Luis Severino: Elbow soreness

last year Luis Severino had a disastrous spring training first suffering from a rotator cuff injury the led to a lat strain and missing all but two weeks of the season.  He returned for three starts in September before making two more starts in the postseason.  In his last start of the postseason, he felt soreness in his right pitching elbow, that soreness has continued throughout the offseason and persists today. In addition to that, he has forearm soreness.  Today the 26-year-old right-hander will visit team physician Dr. Chris Ahamad to determine what the next steps will be.  Manager Aaron Boone when questioned, was unable to answer if Severino would be ready to start the second game of the regular season.

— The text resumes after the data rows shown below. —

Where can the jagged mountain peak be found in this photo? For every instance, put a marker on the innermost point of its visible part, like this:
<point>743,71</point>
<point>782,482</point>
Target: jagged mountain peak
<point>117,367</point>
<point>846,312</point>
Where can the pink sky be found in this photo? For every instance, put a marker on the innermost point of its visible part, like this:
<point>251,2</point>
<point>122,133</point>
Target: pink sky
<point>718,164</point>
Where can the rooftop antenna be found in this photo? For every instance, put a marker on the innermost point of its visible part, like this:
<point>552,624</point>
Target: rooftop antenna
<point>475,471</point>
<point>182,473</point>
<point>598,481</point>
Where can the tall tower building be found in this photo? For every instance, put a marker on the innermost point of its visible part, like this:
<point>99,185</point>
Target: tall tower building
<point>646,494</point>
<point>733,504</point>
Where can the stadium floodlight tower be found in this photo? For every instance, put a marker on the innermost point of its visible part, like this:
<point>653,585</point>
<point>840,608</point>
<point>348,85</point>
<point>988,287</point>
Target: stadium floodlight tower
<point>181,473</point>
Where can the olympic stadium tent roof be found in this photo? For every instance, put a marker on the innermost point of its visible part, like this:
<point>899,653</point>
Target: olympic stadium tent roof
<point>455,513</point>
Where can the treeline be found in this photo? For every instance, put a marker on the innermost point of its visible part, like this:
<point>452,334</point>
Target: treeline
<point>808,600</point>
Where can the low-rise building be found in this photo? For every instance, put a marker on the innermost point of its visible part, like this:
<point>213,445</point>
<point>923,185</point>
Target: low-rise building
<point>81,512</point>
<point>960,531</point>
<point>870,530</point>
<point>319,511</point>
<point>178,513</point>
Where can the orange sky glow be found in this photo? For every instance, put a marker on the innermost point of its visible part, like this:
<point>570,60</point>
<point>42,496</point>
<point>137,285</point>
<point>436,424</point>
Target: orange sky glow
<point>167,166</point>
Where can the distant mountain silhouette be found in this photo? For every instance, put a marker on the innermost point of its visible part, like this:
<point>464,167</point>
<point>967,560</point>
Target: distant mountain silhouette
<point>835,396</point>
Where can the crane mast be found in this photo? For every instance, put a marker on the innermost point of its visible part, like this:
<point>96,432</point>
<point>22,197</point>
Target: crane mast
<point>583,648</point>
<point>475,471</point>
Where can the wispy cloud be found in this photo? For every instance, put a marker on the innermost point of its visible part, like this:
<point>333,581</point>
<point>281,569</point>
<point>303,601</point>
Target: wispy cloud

Aaron Judge: Shoulder problems

Aaron Judge played in only 102 games due to injuries.   Those injuries included a left oblique strain that caused him to miss two full months at the beginning of the season. Now since returning to spring training, Judge has had right shoulder soreness that has kept him from throwing and catching.  In the 2017 season, Judge needed arthroscopic surgery to fix cartilage in his left shoulder.   When questioned about his sore right shoulder, he responded:

“It probably started a couple weeks ago, when I first got down here. I’ve been hitting since early November, and working out since early November, and once I got down here, I hit on the field, hitting outside. I just thought it’d be best to — I just felt a little soreness up in the shoulder. Nothing alarming, nothing that I was like, ‘Hey, we need to really check this out.’ So I said, ‘Hey, we got plenty of time going into spring training, let’s take it slow these next couple days, make sure everything’s right, and then kind of go from there.’”

With the fear of the nightmare the Yankees suffered throughout the season last year, there is some concern when they start to see injuries again.  When Manager Boone was questioned about the Judge soreness, he said:

“I’m sure the next day or two, we’ll start ramping him up,” Boone said. Boone has also said that this doesn’t seem like anything serious, it seems like usual wear and tear that every baseball player experiences from throwing. This sort of soreness even dates back to when Judge was at Fresno State.

“He had some stuff in there going back to even when he was drafted which, frankly, a lot of people have,” Boone said, “A lot of people will have different things going on there, kind of typical for most baseball players. It wasn’t much change from that.”  Boone hopes to ramp him up a bit today but doesn’t know if he will be available for the first spring training game on Saturday against the Toronto Blue Jays.

Aaron Hicks: Tommy John rehab

Aaron Hicks has not been injured this season as of yet but will miss time at the beginning of the season due to his rehab from Tommy John surgery.  When Hicks was spoken too on Wednesday, he said he felt excellent.  Hick was responding well to his rehab, but in September of last year, he suffered a setback.  Immediately after the ALCS, he underwent Tommy John surgery.  He said that his rehab has gone well, but he believes he will miss the first few months of the season.  Hicks said, “I kind of want to start throwing first, and then I’ll kind of be able to gauge it better from there. But of course, I want to get back as fast as possible.”

Yankees look to new training staff for hope

While the Yankees hope to avoid the majority of last year’s injuries, they are putting their hopes on the latest medical and training staff to keep the team healthy throughout the season.  The Yankees relieved longtime head athletic trainer Steve Donohue, who began working for the Yankees organization in 1979 and joined the big league club in 1986 under legendary trainer Gene Monahan, he will assume an emeritus role.  The new head trainer is Michael Schuk.  The Yankees also hired highly respected performance coach Eric Cressey to oversee their strength and conditioning and training departments.